A year ago, Brandon Pereyra perched 165 feet above the plains of Golden, Colo., looked to the distant Rocky Mountains, then returned his attention to the gears of a wind turbine and how to make them more effective.
Now the winner of one of America’s most prestigious scholarships, Pereyra plans to spend the summer at the turbine’s base trying to model how waves, currents and water interfere with how wind is turned into energy.
Winning the Barry M. Goldwater scholarship, a $7,500 prize given to 260 undergraduate researchers, is nice, but just a mile marker on the road to something really big: efficient, affordable, green energy.
“We’re hoping to put wind turbines offshore,” said the 20-year-old Binghamton University undergraduate. “The big complication is that rather than a fixed base, it has multiple degrees of freedom.”
Turbine platforms face waves, current, storms and, naturally, the wind. All that can affect the power collected. And as farms crop up, the turbines themselves affect the wind flow to neighboring turbines.
Pereyra won the scholarship — a federal program that honors the late U.S. senator and fosters math, engineering and science advances — based on his academic record and a proposal to research and develop the computational modeling to make turbines more effective.
“I’ve really been pretty passionate about renewable energy since I got here,” said Pereyra, from Westhampton Beach, on Long Island. “I thought about where the problems lie for our society. We’re entirely run off fossil fuels. Why spend resources developing a technology our children are going to struggle to live without?”
His challenge is that much of the existing modeling for wind turbines comes from the offshore oil industry. But the two platforms are very different. Oil rigs are huge and can ignore some forces, higher order wave effects, for example, that would tear a turbine platform apart. Likewise, an oil rig’s size means it must deal with other forces small platforms overcome easily.

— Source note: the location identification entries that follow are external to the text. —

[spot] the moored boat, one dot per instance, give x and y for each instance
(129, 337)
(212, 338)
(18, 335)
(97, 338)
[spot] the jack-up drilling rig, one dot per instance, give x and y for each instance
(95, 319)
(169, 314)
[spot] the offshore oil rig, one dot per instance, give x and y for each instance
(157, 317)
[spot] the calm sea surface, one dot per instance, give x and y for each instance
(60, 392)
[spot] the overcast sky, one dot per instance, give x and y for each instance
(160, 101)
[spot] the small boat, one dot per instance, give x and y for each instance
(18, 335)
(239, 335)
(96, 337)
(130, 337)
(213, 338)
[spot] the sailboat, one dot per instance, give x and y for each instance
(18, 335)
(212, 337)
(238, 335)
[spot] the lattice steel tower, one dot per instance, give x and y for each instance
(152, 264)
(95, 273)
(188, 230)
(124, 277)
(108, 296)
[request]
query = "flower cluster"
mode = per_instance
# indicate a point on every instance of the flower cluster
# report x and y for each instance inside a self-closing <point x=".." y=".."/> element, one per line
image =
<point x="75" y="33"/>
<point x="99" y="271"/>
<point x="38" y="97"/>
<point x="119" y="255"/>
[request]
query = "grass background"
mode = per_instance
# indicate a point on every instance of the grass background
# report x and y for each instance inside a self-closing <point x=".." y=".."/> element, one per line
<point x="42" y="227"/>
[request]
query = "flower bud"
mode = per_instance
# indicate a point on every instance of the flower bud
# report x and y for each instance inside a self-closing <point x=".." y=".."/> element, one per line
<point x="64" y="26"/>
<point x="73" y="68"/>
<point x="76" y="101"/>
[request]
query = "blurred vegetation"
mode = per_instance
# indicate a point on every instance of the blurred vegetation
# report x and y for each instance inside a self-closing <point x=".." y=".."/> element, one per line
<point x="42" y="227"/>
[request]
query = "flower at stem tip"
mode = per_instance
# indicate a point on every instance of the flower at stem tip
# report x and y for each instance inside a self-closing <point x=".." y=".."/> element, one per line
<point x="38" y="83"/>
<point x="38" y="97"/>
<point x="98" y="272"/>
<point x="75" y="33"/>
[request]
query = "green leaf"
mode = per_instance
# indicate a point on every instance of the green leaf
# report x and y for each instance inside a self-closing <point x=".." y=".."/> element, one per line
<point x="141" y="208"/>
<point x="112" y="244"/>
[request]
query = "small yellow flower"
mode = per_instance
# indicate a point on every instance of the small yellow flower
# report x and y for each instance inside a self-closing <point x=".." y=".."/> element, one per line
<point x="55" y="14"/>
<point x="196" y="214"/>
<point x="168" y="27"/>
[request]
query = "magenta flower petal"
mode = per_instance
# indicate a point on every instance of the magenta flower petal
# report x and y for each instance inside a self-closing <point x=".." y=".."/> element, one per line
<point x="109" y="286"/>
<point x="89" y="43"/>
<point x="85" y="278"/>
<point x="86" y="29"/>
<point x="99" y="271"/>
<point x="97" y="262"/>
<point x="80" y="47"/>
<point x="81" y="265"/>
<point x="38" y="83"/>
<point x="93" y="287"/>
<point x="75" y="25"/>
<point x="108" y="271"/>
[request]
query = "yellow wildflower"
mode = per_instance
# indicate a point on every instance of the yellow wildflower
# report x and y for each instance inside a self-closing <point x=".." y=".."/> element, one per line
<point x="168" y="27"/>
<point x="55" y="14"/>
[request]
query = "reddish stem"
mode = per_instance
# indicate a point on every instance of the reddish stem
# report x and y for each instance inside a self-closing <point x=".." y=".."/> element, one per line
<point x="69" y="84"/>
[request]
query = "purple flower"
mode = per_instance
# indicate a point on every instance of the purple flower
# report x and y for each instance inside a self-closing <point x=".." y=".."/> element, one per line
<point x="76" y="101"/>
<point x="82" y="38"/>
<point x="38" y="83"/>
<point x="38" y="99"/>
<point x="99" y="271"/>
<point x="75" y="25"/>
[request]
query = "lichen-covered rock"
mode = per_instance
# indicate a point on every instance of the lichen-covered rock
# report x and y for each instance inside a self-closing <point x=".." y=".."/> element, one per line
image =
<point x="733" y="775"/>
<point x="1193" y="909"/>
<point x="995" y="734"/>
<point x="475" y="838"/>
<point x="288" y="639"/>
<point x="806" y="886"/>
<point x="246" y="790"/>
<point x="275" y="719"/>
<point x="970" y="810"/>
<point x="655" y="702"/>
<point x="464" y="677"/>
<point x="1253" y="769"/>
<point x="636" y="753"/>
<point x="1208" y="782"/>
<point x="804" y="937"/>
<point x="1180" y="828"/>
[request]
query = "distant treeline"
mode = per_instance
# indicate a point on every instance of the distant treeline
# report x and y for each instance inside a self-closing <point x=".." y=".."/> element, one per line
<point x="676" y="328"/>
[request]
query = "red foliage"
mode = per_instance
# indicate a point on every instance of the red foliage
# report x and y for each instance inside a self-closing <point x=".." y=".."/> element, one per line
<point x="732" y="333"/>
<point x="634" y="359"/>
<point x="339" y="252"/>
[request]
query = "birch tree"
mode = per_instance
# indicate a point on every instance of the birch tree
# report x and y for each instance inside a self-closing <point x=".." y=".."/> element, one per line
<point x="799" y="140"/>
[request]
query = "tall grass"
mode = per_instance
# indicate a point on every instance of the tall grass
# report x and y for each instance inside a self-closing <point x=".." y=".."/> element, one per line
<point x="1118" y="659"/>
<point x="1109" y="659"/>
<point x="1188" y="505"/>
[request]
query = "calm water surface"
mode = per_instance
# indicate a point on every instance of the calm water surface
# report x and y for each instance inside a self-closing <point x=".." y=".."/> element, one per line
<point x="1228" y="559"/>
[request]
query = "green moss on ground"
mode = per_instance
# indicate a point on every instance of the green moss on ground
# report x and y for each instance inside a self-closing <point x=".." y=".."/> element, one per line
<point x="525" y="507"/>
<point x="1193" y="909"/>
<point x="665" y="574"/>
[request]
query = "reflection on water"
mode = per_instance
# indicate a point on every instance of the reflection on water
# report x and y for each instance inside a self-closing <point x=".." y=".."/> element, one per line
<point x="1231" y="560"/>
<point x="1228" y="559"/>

Pereyra began learning how to do that during a 2014 internship with the National Renewable Energy Laboratory in Golden, Colo., studying how wind farms are affected, and affect, wind. He’ll continue that work this summer, again with the NREL, dealing with offshore platforms.

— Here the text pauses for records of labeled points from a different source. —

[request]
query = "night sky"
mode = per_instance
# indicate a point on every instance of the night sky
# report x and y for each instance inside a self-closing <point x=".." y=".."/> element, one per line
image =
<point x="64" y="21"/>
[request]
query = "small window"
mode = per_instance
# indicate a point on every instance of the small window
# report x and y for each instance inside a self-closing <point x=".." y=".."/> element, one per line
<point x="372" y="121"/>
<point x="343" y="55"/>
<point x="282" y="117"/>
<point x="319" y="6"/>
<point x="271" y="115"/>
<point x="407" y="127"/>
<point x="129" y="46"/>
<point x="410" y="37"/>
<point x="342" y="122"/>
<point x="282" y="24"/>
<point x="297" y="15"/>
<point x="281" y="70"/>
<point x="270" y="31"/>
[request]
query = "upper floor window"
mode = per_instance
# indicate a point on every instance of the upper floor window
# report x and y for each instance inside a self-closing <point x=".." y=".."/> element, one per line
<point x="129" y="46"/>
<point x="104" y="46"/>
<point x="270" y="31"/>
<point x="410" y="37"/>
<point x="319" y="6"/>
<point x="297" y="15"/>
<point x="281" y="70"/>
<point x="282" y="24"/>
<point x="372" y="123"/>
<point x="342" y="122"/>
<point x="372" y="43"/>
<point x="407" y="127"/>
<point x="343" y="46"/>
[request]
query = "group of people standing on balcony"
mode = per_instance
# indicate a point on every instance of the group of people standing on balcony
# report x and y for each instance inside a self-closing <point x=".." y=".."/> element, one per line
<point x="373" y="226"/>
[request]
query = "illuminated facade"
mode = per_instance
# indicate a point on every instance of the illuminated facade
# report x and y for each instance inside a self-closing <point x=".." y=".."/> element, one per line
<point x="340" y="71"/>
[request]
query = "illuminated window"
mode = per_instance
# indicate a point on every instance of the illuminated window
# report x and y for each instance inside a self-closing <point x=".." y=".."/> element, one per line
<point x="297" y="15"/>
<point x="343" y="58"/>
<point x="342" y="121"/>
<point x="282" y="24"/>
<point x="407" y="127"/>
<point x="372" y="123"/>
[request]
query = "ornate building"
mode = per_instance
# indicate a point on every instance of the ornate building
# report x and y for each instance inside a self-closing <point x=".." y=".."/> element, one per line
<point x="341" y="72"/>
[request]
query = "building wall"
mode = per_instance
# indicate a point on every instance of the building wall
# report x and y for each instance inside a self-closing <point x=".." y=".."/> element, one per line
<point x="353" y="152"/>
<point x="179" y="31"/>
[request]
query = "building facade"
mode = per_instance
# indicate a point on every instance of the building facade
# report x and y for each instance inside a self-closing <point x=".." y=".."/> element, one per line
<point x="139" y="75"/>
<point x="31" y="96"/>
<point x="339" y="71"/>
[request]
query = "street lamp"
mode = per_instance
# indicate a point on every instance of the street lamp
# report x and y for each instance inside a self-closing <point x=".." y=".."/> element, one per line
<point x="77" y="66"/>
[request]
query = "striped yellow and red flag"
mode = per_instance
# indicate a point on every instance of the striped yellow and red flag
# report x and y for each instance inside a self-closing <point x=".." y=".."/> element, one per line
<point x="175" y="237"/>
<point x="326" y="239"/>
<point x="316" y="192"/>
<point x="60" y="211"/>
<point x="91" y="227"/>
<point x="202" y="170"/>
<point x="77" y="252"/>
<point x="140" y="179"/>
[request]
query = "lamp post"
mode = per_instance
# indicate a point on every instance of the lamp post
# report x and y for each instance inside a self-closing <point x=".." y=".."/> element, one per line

“We have to see how that applies to our technology. Sometimes it does; sometimes it doesn’t,” he said. The new models he hopes to develop would be both faster and more accurate.

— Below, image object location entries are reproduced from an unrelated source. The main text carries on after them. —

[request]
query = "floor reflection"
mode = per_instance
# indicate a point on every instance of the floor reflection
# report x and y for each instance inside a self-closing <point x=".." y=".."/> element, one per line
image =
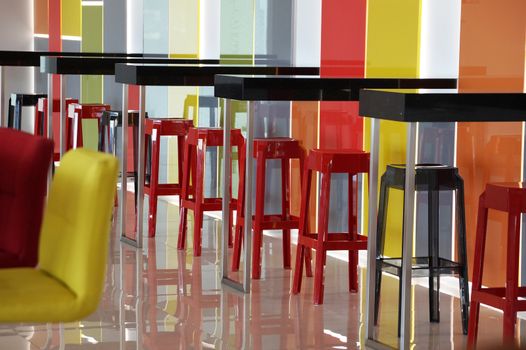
<point x="163" y="298"/>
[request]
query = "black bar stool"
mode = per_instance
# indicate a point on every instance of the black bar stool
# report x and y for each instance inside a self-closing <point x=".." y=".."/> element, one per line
<point x="432" y="178"/>
<point x="110" y="120"/>
<point x="16" y="102"/>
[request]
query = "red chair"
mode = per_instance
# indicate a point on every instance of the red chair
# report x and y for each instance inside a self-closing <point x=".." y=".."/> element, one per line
<point x="76" y="113"/>
<point x="154" y="129"/>
<point x="285" y="149"/>
<point x="192" y="197"/>
<point x="510" y="198"/>
<point x="25" y="163"/>
<point x="326" y="163"/>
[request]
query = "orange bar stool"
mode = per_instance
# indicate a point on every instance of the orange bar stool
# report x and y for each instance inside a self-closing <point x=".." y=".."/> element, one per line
<point x="192" y="197"/>
<point x="16" y="102"/>
<point x="81" y="111"/>
<point x="328" y="162"/>
<point x="154" y="129"/>
<point x="284" y="149"/>
<point x="510" y="198"/>
<point x="41" y="120"/>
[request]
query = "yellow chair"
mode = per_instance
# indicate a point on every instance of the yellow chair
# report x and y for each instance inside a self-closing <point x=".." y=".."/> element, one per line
<point x="67" y="284"/>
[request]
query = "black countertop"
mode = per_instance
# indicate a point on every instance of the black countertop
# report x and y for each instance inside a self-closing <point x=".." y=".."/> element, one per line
<point x="32" y="58"/>
<point x="195" y="75"/>
<point x="437" y="106"/>
<point x="104" y="65"/>
<point x="312" y="88"/>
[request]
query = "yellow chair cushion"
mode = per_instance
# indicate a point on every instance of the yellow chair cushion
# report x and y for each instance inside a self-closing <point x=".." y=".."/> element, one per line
<point x="68" y="282"/>
<point x="30" y="294"/>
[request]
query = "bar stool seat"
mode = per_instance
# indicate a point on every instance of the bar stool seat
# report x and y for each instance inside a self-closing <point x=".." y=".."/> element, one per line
<point x="16" y="102"/>
<point x="192" y="197"/>
<point x="78" y="112"/>
<point x="328" y="162"/>
<point x="432" y="178"/>
<point x="285" y="149"/>
<point x="41" y="120"/>
<point x="154" y="129"/>
<point x="507" y="197"/>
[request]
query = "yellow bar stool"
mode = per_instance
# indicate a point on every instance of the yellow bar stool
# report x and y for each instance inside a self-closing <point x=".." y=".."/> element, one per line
<point x="67" y="284"/>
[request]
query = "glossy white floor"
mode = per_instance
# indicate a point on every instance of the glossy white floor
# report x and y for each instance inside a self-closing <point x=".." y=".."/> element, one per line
<point x="163" y="298"/>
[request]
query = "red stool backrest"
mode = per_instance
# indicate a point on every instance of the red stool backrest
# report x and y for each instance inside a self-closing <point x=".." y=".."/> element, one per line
<point x="25" y="160"/>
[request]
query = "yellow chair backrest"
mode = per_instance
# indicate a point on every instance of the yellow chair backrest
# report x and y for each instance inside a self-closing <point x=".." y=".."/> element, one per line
<point x="75" y="232"/>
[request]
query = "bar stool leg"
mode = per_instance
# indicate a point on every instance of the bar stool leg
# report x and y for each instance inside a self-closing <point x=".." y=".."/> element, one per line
<point x="478" y="269"/>
<point x="433" y="251"/>
<point x="512" y="279"/>
<point x="308" y="250"/>
<point x="180" y="157"/>
<point x="18" y="114"/>
<point x="304" y="218"/>
<point x="462" y="254"/>
<point x="353" y="233"/>
<point x="199" y="197"/>
<point x="323" y="226"/>
<point x="100" y="146"/>
<point x="285" y="193"/>
<point x="238" y="232"/>
<point x="135" y="131"/>
<point x="183" y="212"/>
<point x="154" y="180"/>
<point x="380" y="241"/>
<point x="10" y="114"/>
<point x="257" y="245"/>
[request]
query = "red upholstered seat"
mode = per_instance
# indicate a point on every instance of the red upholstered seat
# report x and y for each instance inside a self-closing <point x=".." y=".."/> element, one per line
<point x="24" y="163"/>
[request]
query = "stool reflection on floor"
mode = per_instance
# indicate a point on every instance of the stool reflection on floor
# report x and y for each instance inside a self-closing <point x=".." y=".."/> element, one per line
<point x="328" y="162"/>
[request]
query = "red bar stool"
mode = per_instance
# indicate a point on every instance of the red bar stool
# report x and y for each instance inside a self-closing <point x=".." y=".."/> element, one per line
<point x="192" y="197"/>
<point x="16" y="102"/>
<point x="41" y="119"/>
<point x="154" y="129"/>
<point x="80" y="111"/>
<point x="510" y="198"/>
<point x="328" y="162"/>
<point x="272" y="148"/>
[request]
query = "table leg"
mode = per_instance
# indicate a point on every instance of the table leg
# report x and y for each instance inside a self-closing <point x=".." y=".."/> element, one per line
<point x="371" y="239"/>
<point x="62" y="114"/>
<point x="225" y="188"/>
<point x="3" y="113"/>
<point x="140" y="164"/>
<point x="124" y="162"/>
<point x="244" y="286"/>
<point x="407" y="244"/>
<point x="247" y="228"/>
<point x="49" y="130"/>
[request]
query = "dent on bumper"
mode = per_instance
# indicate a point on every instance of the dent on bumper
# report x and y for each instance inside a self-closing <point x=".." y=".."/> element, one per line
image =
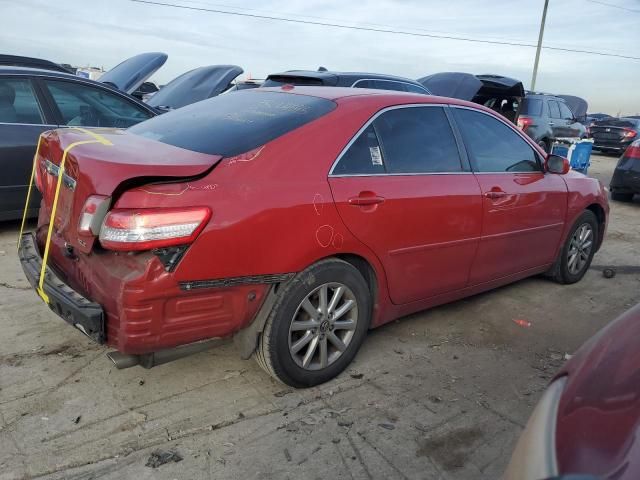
<point x="75" y="309"/>
<point x="145" y="309"/>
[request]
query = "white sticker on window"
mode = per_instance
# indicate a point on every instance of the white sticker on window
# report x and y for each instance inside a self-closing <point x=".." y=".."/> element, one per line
<point x="376" y="157"/>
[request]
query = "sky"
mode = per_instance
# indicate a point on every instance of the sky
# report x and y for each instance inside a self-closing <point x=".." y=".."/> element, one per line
<point x="103" y="33"/>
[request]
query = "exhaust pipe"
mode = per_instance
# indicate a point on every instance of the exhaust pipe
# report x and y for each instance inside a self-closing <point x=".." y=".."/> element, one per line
<point x="148" y="360"/>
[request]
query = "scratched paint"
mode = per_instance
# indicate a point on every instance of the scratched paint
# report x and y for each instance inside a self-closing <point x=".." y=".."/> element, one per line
<point x="318" y="203"/>
<point x="324" y="235"/>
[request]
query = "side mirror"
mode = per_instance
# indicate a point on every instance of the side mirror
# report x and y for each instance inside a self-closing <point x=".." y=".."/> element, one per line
<point x="557" y="164"/>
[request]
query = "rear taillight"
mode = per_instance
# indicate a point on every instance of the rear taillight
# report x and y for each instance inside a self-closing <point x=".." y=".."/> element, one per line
<point x="147" y="229"/>
<point x="524" y="122"/>
<point x="92" y="214"/>
<point x="634" y="150"/>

Pereyra’s first steps in fluid dynamics and modeling came in the lab of Bruce Murray, a professor of mechanical engineering at Binghamton. While there, Pereyra exhibited one of the most crucial traits of a good researcher, Murray said: curiosity.
“He struggled, but he asked lots of questions and figured things out,” Murray said. “Some kids are really just sharp and motivated. And it’s very rare that students that new get into modeling to that extent.”